On Typography

Posted on September 12, 2017 by mrOr@nge

I still remember my very first design class: Typography 1.

The very first assignment was to manually sketch out the phrase “Success Equals Hard Work” in 3 different typefaces, 12 times. No tracing, but simply studying a typeface and drawing its form. Easy peasy, right? Pssh, just a bunch of letters. I got this.

How very wrong I was.

After spending an entire week in the library with my schaedler ruler, t-square, and crappy day-old college coffee, I finally understood the importance of typography.

Typically when we think of design, we think of illustration, logos, and color.

But typography often becomes an afterthought.

What I’ve learned is that type is one of the most crucial components in great design, and it serves so many purposes: whether it’s to inform, to create legible copy to read, to call out/highlight a point, or to express an emotion or thought.

“A letter is just a shape. And like everything else in design, ask yourself how that shape works in relation with another shape”, my professor used to say. Now imagine a whole paragraph of shapes and how those work together.

Mind.

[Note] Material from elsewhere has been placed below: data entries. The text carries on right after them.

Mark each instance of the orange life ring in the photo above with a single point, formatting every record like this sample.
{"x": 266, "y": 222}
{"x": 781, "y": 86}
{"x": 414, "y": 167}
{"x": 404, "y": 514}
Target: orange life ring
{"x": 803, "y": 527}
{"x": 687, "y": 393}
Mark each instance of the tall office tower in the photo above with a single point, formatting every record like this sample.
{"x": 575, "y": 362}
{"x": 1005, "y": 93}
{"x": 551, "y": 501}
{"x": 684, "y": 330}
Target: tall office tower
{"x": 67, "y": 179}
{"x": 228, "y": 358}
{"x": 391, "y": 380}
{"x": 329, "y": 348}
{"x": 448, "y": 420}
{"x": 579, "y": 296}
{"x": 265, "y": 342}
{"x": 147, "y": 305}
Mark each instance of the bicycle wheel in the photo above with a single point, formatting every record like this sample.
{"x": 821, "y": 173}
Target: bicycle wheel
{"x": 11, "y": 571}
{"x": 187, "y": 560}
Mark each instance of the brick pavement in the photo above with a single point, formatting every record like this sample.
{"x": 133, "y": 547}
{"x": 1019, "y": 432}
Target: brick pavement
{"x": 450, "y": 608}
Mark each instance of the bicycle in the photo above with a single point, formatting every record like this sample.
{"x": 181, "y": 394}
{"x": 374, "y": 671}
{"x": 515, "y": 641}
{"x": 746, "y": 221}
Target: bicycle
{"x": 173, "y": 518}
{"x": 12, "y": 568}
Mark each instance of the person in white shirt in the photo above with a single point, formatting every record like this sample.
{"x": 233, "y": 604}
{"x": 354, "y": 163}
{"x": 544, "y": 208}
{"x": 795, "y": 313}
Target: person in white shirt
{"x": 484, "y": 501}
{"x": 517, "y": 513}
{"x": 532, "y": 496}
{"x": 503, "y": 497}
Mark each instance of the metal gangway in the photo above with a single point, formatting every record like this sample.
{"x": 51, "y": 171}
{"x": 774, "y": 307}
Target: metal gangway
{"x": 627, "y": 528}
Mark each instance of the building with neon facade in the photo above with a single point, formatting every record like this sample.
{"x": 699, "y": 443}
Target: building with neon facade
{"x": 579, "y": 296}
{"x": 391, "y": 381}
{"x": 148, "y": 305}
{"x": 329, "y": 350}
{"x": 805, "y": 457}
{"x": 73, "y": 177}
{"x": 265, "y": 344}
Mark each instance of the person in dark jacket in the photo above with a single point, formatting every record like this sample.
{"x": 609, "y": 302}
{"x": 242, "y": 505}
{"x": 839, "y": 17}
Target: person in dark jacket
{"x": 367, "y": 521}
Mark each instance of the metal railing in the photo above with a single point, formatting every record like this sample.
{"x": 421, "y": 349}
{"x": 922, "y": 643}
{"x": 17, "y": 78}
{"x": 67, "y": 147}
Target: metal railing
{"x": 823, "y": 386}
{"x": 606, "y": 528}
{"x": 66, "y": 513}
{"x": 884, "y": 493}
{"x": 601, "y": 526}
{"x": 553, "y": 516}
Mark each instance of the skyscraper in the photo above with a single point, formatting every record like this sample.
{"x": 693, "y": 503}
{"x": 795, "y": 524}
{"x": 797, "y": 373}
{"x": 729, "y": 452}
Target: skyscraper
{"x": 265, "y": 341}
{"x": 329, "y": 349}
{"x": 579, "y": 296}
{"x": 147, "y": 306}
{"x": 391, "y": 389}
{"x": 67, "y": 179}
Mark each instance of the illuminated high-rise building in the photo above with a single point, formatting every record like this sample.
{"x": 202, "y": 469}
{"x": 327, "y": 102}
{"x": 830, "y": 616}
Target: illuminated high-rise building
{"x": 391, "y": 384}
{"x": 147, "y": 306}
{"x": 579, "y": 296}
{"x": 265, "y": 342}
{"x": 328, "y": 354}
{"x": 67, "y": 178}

Blown.

That completely changed the way I looked at letterforms.

Those shapes, like any other shapes associate certain thoughts or feelings. Whether it’s a serif that feels more formal or editorial, or a thin and delicate san-serif that evokes a sense of “high end.” Or a big chunky slab serif that creates emphasis and a bold statement.

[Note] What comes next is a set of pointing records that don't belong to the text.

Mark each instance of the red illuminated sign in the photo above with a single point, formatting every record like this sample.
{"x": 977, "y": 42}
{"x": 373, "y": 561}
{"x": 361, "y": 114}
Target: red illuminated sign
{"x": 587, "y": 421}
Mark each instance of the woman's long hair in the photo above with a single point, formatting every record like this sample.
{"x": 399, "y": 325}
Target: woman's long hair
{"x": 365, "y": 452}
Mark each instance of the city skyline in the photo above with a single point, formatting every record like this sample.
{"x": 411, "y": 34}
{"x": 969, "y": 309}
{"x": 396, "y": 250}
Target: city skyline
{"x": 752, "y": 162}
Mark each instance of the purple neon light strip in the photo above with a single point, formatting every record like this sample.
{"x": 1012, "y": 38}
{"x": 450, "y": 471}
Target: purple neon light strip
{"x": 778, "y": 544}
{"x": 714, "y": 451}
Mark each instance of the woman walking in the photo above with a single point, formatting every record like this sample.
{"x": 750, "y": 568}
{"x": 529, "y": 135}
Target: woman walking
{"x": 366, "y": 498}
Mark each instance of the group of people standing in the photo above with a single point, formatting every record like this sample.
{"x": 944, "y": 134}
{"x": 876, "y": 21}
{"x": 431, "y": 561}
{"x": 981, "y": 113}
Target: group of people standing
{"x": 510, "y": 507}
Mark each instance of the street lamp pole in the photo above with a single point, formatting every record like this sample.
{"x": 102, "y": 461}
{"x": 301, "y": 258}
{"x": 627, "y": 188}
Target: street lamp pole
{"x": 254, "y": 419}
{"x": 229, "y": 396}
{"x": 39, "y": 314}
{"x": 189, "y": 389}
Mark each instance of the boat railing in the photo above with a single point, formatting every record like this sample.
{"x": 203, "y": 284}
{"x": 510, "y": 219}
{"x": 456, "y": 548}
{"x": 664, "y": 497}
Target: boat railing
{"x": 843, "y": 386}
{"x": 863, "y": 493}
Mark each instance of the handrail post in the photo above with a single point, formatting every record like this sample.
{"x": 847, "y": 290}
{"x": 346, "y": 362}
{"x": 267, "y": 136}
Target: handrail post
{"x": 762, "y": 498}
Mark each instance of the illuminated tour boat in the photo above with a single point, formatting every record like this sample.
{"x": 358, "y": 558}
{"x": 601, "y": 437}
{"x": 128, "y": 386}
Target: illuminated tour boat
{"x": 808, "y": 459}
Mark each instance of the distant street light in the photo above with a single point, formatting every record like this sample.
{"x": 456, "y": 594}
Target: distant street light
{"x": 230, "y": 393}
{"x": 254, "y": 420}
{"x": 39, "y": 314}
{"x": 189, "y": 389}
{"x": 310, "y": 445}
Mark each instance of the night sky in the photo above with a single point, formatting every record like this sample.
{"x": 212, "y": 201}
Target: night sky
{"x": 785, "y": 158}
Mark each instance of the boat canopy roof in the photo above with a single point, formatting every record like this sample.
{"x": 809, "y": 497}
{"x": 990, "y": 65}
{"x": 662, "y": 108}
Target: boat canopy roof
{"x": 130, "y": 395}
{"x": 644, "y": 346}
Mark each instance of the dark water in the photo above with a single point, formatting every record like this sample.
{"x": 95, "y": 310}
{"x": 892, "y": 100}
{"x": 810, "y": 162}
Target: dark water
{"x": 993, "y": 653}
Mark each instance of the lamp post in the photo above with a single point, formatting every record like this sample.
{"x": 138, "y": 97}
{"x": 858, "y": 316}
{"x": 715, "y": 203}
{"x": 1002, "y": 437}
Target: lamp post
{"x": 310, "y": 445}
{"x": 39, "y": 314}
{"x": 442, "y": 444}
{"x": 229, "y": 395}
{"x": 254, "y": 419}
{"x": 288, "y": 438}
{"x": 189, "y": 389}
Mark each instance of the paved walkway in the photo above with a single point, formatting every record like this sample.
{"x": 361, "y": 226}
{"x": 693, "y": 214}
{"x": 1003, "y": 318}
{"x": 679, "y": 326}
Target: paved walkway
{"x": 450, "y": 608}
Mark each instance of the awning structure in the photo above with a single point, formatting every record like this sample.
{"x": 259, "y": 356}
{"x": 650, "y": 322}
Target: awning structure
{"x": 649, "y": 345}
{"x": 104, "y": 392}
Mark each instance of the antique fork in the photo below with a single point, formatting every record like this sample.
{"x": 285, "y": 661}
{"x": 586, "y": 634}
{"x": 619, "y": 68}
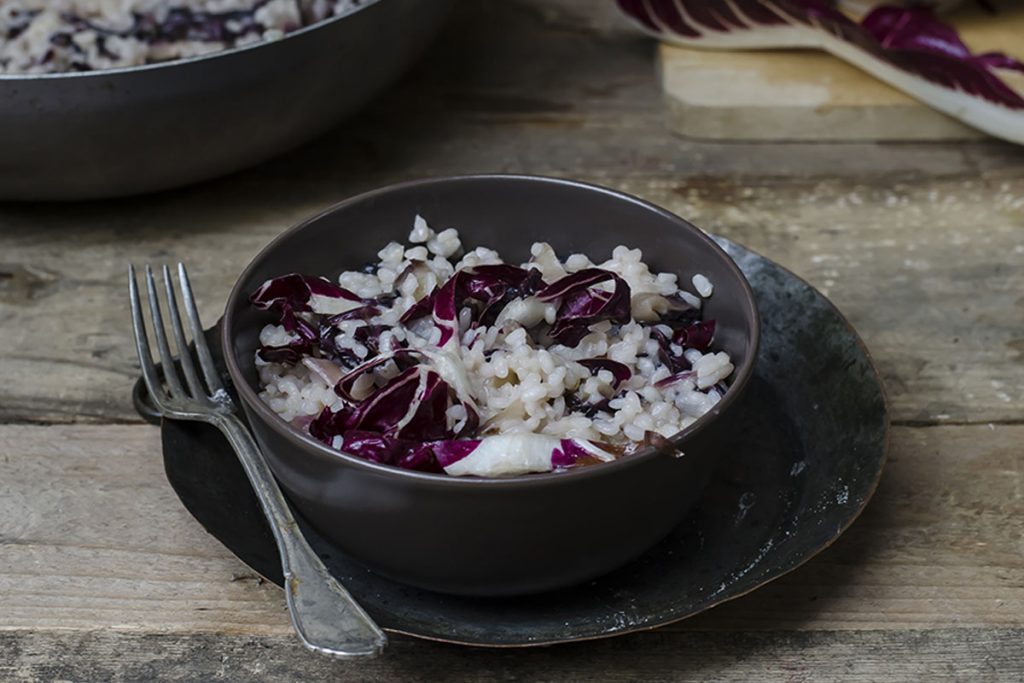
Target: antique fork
{"x": 326, "y": 616}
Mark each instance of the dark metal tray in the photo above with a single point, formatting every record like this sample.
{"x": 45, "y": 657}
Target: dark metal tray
{"x": 810, "y": 440}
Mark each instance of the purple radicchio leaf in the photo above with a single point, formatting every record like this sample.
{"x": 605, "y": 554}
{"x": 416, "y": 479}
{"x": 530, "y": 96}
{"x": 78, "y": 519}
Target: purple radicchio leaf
{"x": 680, "y": 312}
{"x": 698, "y": 336}
{"x": 451, "y": 452}
{"x": 410, "y": 455}
{"x": 493, "y": 286}
{"x": 675, "y": 363}
{"x": 417, "y": 392}
{"x": 345, "y": 385}
{"x": 620, "y": 372}
{"x": 678, "y": 377}
{"x": 295, "y": 293}
{"x": 583, "y": 304}
{"x": 908, "y": 47}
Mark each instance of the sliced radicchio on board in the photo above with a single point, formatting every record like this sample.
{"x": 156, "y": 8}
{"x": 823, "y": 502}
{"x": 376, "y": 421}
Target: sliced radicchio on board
{"x": 908, "y": 47}
{"x": 584, "y": 304}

I won’t even get into kerning (spacing between letters) because that’s a nerd-venture of which there’s no turning back.

Now in the digital age, type plays a huge role in web design, and with web design comes limitations in typeface choices. Typekit and Google Fonts have made it possible for designers to choose a nice range of typefaces but, sometimes you just get bored with the same ones.

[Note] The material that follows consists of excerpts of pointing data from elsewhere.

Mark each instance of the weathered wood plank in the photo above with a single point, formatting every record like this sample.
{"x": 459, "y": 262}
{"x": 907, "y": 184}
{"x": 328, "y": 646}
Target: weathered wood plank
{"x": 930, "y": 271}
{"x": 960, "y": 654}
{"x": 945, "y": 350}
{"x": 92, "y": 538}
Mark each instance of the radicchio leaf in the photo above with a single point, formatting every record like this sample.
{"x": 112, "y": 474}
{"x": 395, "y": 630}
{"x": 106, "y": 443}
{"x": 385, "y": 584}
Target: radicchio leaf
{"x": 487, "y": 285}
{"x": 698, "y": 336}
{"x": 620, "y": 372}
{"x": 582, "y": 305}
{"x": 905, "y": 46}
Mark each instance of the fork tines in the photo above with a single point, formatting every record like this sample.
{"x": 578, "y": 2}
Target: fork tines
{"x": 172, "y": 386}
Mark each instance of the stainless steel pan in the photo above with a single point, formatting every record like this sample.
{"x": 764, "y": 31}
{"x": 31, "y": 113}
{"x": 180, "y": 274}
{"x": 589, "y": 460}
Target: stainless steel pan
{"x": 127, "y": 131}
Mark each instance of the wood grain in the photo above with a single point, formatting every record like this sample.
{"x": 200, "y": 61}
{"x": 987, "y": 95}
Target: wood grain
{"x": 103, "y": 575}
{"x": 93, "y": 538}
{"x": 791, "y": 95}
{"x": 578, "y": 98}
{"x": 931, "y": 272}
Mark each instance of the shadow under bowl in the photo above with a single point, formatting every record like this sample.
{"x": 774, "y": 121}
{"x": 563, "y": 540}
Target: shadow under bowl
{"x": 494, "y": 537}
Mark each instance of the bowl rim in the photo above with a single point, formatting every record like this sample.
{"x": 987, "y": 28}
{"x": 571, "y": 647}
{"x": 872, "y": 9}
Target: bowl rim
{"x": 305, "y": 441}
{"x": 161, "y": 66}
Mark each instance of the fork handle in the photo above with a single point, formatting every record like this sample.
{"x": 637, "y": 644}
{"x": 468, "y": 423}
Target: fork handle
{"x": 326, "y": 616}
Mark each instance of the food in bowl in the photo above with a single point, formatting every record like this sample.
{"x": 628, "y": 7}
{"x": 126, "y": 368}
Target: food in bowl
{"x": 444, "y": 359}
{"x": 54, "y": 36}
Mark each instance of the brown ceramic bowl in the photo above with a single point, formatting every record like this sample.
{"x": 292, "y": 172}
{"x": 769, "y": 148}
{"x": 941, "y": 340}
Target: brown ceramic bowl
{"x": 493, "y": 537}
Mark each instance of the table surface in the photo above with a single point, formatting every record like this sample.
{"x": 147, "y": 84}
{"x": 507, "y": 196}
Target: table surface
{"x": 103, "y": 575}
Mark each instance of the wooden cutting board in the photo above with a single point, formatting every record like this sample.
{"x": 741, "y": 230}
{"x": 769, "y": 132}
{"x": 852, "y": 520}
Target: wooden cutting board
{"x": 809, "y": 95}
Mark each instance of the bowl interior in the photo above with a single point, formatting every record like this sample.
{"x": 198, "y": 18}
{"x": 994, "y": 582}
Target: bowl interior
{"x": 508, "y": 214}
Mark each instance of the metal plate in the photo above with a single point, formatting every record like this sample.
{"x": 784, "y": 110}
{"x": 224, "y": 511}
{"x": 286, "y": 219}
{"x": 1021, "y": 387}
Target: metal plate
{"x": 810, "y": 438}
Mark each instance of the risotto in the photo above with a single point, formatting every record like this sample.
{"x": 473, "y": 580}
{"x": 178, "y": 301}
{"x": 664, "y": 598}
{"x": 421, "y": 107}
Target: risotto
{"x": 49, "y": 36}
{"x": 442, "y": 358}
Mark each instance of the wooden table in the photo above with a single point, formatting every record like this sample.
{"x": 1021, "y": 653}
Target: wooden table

We’ve discovered a few of our favorite alternatives to the same ole’ same ole’.

Our top 3 Typekit Fonts:

  • Museo Sans – Museo Sans is one of our absolute favorites because of its many weights. It’s versatile, yet still has character and is very easy to read.
  • FF Tisa – We love a good serif. This is a nice compromise between a slab and traditional serif so it bridges that gap between a print and digital look.
  • Europa Regular – A friendly rounded san-serif. Doesn’t this font just make you want to snuggle a baby? Or a puppy? Or both? (see example below).

Our top 3 Google Fonts:

  • Crimson Text – All hail Adobe Garamond Pro. A timeless classic, but sometimes you need to mix up your serif game. So classy!
  • Lato – A lovely san-serif that is rounded and humanistic, combined with a nice balance of structure. A perfect, harmonious marriage. (Also, fun fact the creator of Lato has the same first name as our fearless lead developer, Lukasz.

  • Open Sans – Last but not least, we love us some Open Sans. Hello, it’s what we use on our site! Great across print and web, it’s a winner winner chicken dinner in our book.
Well there’s our tidbit on type. Hopefully you’ll start to enjoy the beauty of typography (and the necessity of better type) in the wild. It’s everywhere!